✅この記事では、Samsungが発表した世界初の2nmモバイルSoCと、それがAppleにとって何を意味するのかを整理します。
- 要点まとめ:Samsungが2nmで何を発表したのか
- Exynosの弱点だった「発熱問題」への新アプローチ
- 一方Appleはどう動く?TSMC 2nmとの違い
- 注目したいポイント:Appleは「最初」を狙っていない
- Redditの反応まとめ:2nmは「数字の勝負」じゃない派が優勢
- ひとこと:2nm競争は“号砲”が鳴っただけ
- まとめ:世界初より「世界標準」を取るのは誰か
どうも、となりです。
ついに「2nm」という言葉が、研究やロードマップではなく実在する製品として出てきました。
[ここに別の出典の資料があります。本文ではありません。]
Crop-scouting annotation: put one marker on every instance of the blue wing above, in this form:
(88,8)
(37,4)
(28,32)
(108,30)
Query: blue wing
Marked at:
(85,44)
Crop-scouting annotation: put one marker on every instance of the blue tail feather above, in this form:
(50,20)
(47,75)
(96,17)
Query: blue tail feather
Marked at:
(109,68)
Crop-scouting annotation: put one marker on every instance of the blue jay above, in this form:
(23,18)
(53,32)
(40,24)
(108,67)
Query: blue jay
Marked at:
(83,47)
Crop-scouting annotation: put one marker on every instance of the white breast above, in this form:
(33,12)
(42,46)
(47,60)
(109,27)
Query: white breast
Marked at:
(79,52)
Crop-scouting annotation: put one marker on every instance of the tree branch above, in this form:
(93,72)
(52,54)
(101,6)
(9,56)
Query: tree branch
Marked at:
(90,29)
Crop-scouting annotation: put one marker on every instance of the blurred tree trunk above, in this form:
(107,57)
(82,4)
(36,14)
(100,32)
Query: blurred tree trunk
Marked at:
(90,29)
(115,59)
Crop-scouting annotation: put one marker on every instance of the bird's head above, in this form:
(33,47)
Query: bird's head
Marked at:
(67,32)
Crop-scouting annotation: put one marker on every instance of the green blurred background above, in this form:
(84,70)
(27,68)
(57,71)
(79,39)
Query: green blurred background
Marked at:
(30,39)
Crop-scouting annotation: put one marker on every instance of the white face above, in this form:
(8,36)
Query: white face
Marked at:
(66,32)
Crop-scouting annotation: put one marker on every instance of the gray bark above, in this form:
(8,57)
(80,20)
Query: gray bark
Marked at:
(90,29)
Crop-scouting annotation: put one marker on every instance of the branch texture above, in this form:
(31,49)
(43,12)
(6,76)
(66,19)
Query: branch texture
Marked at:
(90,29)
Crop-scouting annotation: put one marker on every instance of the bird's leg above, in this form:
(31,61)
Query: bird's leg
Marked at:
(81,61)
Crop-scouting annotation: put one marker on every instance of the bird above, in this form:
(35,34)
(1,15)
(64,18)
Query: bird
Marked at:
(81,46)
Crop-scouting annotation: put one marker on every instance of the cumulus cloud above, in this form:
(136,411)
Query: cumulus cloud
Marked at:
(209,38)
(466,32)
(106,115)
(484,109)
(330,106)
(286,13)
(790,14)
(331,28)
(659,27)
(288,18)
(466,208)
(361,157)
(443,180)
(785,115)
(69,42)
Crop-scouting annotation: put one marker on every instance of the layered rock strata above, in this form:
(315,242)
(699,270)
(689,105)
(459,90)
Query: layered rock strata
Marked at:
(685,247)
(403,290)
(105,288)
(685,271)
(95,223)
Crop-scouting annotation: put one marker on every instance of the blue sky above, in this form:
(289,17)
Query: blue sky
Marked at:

しかも先陣を切ったのはAppleではなくSamsung。これはちょっと気になりますよね。
ただ、このニュースは単純な「先を越された話」では終わりません。半導体の世界では、どこが最初かよりもどう量産し、どう使い切るかのほうがはるかに重要だからです。
要点まとめ:Samsungが2nmで何を発表したのか
- Samsungが世界初の2nmモバイルSoC「Exynos 2600」を正式発表
- 製造プロセスはSamsungのGAA(Gate-All-Around)2nm
- 10コア構成のARMベースCPUを採用
- CPU性能は最大39%向上、NPU性能は113%向上と主張
- GPUは最新のXclipse世代で、レイトレーシング性能が最大50%向上
MacRumorsによると、このExynos 2600はGalaxy S26シリーズ向けのフラッグシップSoCとして投入される見込みです。
なお、ベンチマークベースでApple側と比較した検証については、Exynos 2600のGeekbenchスコア比較で詳しくまとめています。
Exynosの弱点だった「発熱問題」への新アプローチ
正直なところ、Exynosと聞いてまず思い出すのは「熱」「スロットリング」という人も多いと思います。実際、過去世代ではAppleのAシリーズと比べて不利な評価を受けてきました。
Samsungはこの点をかなり意識していて、Exynos 2600ではHeat Path Block(HPB)という新しい放熱設計を導入しています。High-k EMC素材を使い、チップ内部から効率よく熱を逃がす仕組みだそうです。
要するに、「ピーク性能を出す」よりも高い性能を長く維持する方向に舵を切った、ということなんですよね。
一方Appleはどう動く?TSMC 2nmとの違い
Appleも2026年には2nm世代へ移行すると広く見られています。ただし採用するのはSamsungではなく、TSMCの2nm(N2)プロセスです。
報道では、AppleはTSMCの初期N2生産能力のかなりの割合を確保しているとされており、最初に登場するのはA20 / A20 Proになる見込みです。
このあたりは、以前まとめたiPhone 18 Proの噂や、A20 / A20 Pro世代の2nmロードマップともつながる話ですね。
TSMCによると、2nmは現行3nm世代と比べて、
- 同一消費電力で最大15%の性能向上
- 同一性能で25〜30%の消費電力削減
- トランジスタ密度は約15%向上
とされています。
一方で、2nm世代では製造コストの上昇も無視できず、この点はTSMCの2nm価格改定とiPhone 18への影響として整理しています。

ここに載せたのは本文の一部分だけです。